The Office and Professional Employees International Union represents baseball’s minor league umpires. The Major League Baseball Players Association represents its big leaguers. Maybe it’s time for the minor league players to unionize, too.
That’s because, in response to – what else? – a lawsuit, two representatives, one Republican and one Democrat, have introduced legislation to exempt the minor leagues from the Fair Labor Standards Act, the federal minimum wage and overtime pay law.
And right now, the lawsuit points out, pay for the vast majority of those minor leaguers breaks that law.
Unless they’re on two-way contracts, with major-league and minor-league pay levels, the nation’s minor league ballplayers earn little, often $3,000-$7,000 yearly for five-month seasons with 50-70-hour workweeks, the suit says. Minor leaguers’ pay has risen by 75 percent in the last 40 years, trailing inflation, which has risen 400 percent, it adds.
That gap led San Francisco attorneys Bruce Simon, Thomas Boardman and Daniel Warshaw to sue major league and minor league baseball earlier this year in federal court on behalf of former Florida Marlins farmhand Aaron Senne, former Kansas City Royals farmhand Michael Liberto and former San Francisco Giants farmhand Oliver Odle – and all the rest. They want it to be a class action suit.

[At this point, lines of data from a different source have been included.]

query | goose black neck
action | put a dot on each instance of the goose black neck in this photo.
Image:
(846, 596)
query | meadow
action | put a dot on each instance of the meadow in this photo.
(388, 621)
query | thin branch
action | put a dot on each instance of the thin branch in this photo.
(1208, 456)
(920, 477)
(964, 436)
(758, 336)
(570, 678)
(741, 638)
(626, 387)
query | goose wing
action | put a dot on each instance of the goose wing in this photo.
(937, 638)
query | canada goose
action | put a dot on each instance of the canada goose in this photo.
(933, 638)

Countering that, Reps. Brett Guthrie, R-Kent., and Cheri Bustos, D-Ill., dropped a bill, HR5580, in the hopper on July 1 to “exempt minor league players from certain federal wage and overtime requirements, putting them on equal footing with workers in a dozen other unique industries,” their fact sheet says.

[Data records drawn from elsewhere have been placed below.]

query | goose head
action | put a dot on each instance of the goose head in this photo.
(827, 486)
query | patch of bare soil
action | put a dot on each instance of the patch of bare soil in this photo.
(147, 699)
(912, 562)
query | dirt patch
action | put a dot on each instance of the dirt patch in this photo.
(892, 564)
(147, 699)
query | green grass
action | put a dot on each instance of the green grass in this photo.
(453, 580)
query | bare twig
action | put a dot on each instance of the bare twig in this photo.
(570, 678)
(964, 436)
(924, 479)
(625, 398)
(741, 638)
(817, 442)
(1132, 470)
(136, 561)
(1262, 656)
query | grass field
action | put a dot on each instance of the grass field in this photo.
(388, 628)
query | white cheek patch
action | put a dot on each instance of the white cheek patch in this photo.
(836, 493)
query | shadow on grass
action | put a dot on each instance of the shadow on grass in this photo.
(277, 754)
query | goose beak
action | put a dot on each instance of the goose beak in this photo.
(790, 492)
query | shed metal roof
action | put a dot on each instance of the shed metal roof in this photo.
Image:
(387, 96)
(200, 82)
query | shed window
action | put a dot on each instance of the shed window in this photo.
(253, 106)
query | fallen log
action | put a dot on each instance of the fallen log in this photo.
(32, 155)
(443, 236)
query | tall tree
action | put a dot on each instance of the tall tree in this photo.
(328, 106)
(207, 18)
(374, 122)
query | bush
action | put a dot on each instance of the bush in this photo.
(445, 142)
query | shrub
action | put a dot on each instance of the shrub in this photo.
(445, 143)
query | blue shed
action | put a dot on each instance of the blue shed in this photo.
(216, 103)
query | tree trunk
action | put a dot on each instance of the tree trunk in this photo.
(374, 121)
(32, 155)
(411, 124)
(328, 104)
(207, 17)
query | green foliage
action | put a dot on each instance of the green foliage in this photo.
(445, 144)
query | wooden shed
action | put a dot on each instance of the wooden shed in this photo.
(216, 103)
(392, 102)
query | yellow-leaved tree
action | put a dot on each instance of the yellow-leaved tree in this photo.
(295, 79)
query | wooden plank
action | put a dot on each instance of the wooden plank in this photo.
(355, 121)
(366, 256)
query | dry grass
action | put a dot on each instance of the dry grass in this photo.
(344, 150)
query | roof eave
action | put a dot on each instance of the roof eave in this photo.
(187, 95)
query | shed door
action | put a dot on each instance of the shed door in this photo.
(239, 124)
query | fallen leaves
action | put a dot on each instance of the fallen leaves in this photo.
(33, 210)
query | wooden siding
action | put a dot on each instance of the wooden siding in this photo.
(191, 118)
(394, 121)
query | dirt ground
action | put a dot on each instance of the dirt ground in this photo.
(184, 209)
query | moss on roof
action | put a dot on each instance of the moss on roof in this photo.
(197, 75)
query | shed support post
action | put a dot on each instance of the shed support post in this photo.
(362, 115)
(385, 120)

“If the law is not clarified, the costs to support local teams would likely increase dramatically and usher in significant cuts across the league, threatening the primary pathway to the majors and putting teams at risk. The impact on teams could also have a significant, negative economic impact on businesses and workers that rely on minor league baseball,” it adds. The lawsuit paints a far different picture.
“Efforts to unionize minor leaguers have been unsuccessful because minor leaguers fear retaliation by the seemingly omnipotent defendants. Striving towards a lifelong dream of playing in the major leagues, minor leaguers are reluctant to upset the status quo,” it says.

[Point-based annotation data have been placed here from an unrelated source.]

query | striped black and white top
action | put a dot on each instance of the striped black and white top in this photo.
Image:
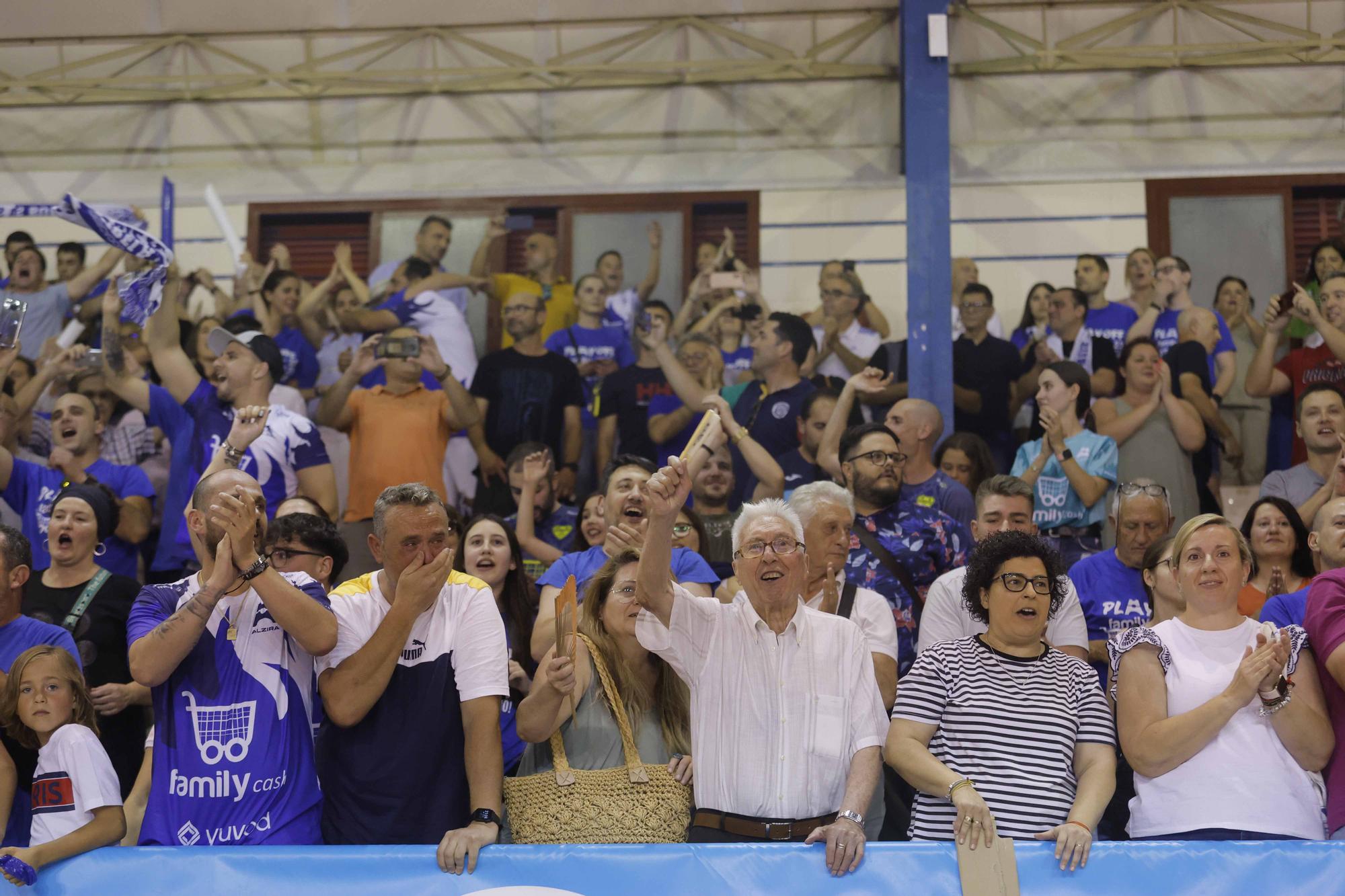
(1007, 723)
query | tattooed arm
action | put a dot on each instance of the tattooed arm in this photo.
(157, 655)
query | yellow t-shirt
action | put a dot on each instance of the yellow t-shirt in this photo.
(560, 306)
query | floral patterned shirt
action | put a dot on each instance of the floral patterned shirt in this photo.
(925, 540)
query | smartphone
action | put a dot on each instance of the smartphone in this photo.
(1286, 302)
(399, 348)
(727, 280)
(11, 322)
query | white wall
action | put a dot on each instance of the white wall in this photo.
(1017, 233)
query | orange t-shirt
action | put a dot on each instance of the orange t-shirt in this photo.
(395, 439)
(560, 307)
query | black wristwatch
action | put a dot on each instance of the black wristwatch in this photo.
(488, 815)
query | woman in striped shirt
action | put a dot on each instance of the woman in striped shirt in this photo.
(1000, 732)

The suit quoted retired minor league Dan Peltier asking “What minor league player is going to jeopardize his career by challenging the system?” Peltier, in 1997, compared the minor leagues to “indentured servitude of the 1700s…A team can buy you, sell you, send you to another country, or fire you whenever they want. They can cut you if you get hurt…Obsession with making the majors should not be a justification for the current treatment of minor league players, and I certainly hope it would not be used as an excuse to give major league and minor league owners a legal blank check.”